The weekend is also important for the town and its businesses, with a population of around 4,500 that nearly doubles when Summerfest rolls around.

“Summerfest has historically attracted close to three or four thousand people,” Deep River Mayor Suzanne D’Eon told CTV News. “It’s our biggest economic driver.”

While bringing the city together, Summerfest is also a local music festival, featuring a number of musicians from across the Ottawa Valley, many of whom may not have had such a grand stage before.
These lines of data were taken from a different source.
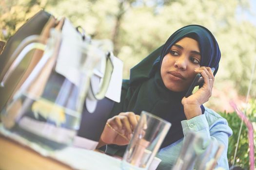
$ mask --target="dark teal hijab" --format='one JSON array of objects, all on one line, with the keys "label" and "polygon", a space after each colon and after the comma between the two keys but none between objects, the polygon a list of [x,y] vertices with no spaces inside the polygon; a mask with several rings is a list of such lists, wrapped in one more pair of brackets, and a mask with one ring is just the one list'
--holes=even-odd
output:
[{"label": "dark teal hijab", "polygon": [[[170,52],[171,47],[185,37],[197,41],[201,54],[200,66],[214,67],[216,74],[220,51],[215,38],[203,26],[186,26],[175,32],[164,45],[131,69],[130,80],[123,81],[121,102],[116,103],[112,110],[112,116],[128,111],[139,115],[144,110],[170,122],[172,126],[161,148],[184,136],[180,121],[186,118],[181,101],[186,91],[176,92],[167,89],[161,78],[160,69],[163,58]],[[204,108],[202,105],[201,108],[203,114]]]}]

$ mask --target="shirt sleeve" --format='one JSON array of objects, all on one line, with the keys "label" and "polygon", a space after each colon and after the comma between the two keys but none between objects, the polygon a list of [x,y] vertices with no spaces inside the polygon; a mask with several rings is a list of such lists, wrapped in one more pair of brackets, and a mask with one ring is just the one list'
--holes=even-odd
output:
[{"label": "shirt sleeve", "polygon": [[[228,137],[232,135],[232,131],[228,126],[227,120],[221,117],[217,113],[209,111],[204,114],[195,117],[189,120],[181,121],[183,132],[186,136],[190,132],[193,132],[203,138],[201,143],[198,143],[197,151],[198,159],[196,162],[195,168],[199,169],[202,166],[201,163],[206,159],[213,158],[219,144],[223,145],[224,150],[219,158],[216,168],[223,168],[229,169],[228,161],[227,156],[228,146]],[[209,148],[212,147],[209,154],[206,156],[206,153]],[[208,151],[209,152],[209,151]],[[206,162],[209,160],[206,160]]]}]

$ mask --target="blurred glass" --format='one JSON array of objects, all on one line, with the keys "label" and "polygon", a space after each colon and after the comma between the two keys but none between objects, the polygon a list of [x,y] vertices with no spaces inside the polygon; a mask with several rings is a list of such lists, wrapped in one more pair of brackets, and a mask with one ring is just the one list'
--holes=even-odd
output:
[{"label": "blurred glass", "polygon": [[147,170],[165,137],[171,123],[142,111],[121,163],[122,170]]},{"label": "blurred glass", "polygon": [[197,148],[202,139],[190,132],[186,136],[183,147],[173,170],[192,170],[197,159]]}]

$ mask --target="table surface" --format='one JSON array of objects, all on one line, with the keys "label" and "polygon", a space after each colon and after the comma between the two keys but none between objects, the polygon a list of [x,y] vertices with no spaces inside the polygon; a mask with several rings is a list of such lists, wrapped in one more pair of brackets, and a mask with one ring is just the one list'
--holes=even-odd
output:
[{"label": "table surface", "polygon": [[0,136],[0,170],[73,170],[25,146]]}]

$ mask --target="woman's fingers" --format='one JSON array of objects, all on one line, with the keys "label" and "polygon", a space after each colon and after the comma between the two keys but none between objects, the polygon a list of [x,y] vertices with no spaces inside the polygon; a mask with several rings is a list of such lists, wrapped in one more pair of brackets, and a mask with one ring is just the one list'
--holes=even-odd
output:
[{"label": "woman's fingers", "polygon": [[197,73],[200,73],[202,75],[204,82],[207,85],[210,85],[211,87],[213,87],[214,76],[210,68],[201,67],[195,70]]},{"label": "woman's fingers", "polygon": [[139,116],[133,112],[121,113],[118,115],[108,120],[108,123],[119,132],[124,131],[125,134],[132,134],[135,129]]},{"label": "woman's fingers", "polygon": [[126,116],[128,118],[129,122],[131,124],[132,130],[133,131],[138,124],[137,116],[133,112],[121,113],[119,115]]}]

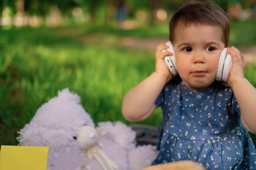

“I’ll tell you, it’s exciting,” says Kurt Wittig, guitarist for the Pembroke-based band Sawmill Road. “I haven’t seen some of these people for a few decades and I hope they come to enjoy what we have to offer today.”

Wittig grew up in Chalk River, a short drive from Deep River. He recently helped form Sawmill Road over the past year, which says Summerfest is their biggest show yet.

“Kurt has been saying for weeks that this is a to-do list,” singer Josh Coleman said. “So this one’s a big one.”

The festival, now in its 32nd year, aims to prioritize local talent.

“It’s fun to see your friends and family take to the stage,” says Hawley.

And like I mentioned, it’s kind of a reunion for a lot of people, so it’s great to have people that people recognize on stage.”